Le groupe poursuivrait un objectif financier plutôt qu’idéologique, selon Amazon. En choisissant un petit nombre de paquets très utilisés comme point d’entrée, il accède potentiellement à des milliers d’environnements en une seule opération, une méthode plus rentable que la conquête d’entreprises une à une.

Des méthodes d’attaque de plus en plus difficiles à repérer
Amazon Threat Intelligence et Amazon Inspector ont remarqué depuis un an une évolution dans les techniques employées contre les dépôts open source.
Les pirates répartissent désormais une charge malveillante unique entre plusieurs paquets d’apparence anodine, si bien qu’aucun composant pris isolément ne déclenche d’alerte. Un compte peut aussi publier des fonctionnalités utiles pendant des mois, jusqu’à ce que la confiance accumulée atteigne son maximum, moment choisi pour glisser un code malveillant. D’autres paquets affichent un code propre sur le registre public, mais les attaquants dissimulent le comportement réel dans un script ou un fichier de configuration hébergé ailleurs, activable à tout moment sans nouvelle publication. Le serveur des attaquants ne transmet la clé de déchiffrement qu’au moment de l’exécution. Une analyse statique complète du code n’est alors plus possible.
Les attaquants utilisent aussi l’IA pour produire du code et des identités de mainteneurs plus convaincants. Les assistants de codage fondés sur l’IA recommandent parfois des noms de paquets qui n’existent nulle part ailleurs. C’est le slopsquatting. Un attaquant averti n’a plus qu'à réserver ce nom à l’avance, avant qu’un développeur, humain ou agent autonome, ne suive la suggestion et n’installe le paquet piégé. Amazon prévient aussi que des attaquants pourraient dissimuler des instructions dans un simple commentaire de code, un procédé destiné à tromper l’outil d’intelligence artificielle chargé d’examiner le paquet et à lui faire valider un code malveillant.

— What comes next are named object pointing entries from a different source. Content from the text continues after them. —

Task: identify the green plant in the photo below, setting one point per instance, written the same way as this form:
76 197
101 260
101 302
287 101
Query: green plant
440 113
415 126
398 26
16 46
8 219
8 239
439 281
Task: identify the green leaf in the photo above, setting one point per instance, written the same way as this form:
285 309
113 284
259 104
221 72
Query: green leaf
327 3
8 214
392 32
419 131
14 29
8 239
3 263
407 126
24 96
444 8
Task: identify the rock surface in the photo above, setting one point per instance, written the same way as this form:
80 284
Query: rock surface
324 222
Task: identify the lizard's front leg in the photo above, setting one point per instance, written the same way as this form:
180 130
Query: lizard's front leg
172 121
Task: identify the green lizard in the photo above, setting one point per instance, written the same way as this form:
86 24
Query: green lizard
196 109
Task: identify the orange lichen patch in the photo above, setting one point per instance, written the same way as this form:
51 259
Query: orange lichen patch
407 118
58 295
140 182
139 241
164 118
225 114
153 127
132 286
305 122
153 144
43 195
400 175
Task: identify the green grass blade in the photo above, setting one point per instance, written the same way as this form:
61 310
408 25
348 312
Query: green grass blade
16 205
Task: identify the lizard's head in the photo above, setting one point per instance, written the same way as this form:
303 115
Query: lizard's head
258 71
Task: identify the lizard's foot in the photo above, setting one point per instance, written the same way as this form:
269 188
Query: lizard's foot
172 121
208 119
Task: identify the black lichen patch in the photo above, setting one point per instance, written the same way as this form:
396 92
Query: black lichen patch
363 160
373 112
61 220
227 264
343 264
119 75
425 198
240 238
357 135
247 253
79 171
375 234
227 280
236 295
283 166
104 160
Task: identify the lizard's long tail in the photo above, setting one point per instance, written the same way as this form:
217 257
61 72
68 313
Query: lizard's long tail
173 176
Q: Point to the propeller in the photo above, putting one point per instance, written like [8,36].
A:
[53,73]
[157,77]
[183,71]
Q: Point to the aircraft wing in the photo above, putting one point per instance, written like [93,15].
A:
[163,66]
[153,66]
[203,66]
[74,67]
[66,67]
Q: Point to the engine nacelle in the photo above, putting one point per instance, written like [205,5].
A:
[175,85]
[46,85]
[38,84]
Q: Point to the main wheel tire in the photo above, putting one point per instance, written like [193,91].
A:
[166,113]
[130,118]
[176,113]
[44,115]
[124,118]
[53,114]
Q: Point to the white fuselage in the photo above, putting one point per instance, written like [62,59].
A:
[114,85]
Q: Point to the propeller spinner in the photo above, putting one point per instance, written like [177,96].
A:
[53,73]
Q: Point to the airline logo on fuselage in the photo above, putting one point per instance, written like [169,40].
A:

npm a modifié son comportement par défaut. Les scripts d’installation ne s’exécutent plus automatiquement lors du téléchargement d’un paquet, sauf accord explicite du développeur. GitHub, propriétaire du gestionnaire depuis 2020, cite plusieurs attaques passées pour justifier ce changement. Amazon Web Services participe de son côté à une initiative lancée en juin par la Fondation Linux, avec une vingtaine d’organisations fondatrices, dont Google, Microsoft, Anthropic et OpenAI. Ses membres coordonnent la correction des failles critiques avant qu'un attaquant ne les exploite, autour d’une équipe de réponse aux incidents commune. Amazon a investi 12,5 millions de dollars, soit près de 11,6 millions d’euros, aux côtés d'autres entreprises, dans ce programme.
En interne, Amazon Threat Intelligence a transmis les indicateurs observés à Amazon GuardDuty, afin d’alerter ses clients de cette activité.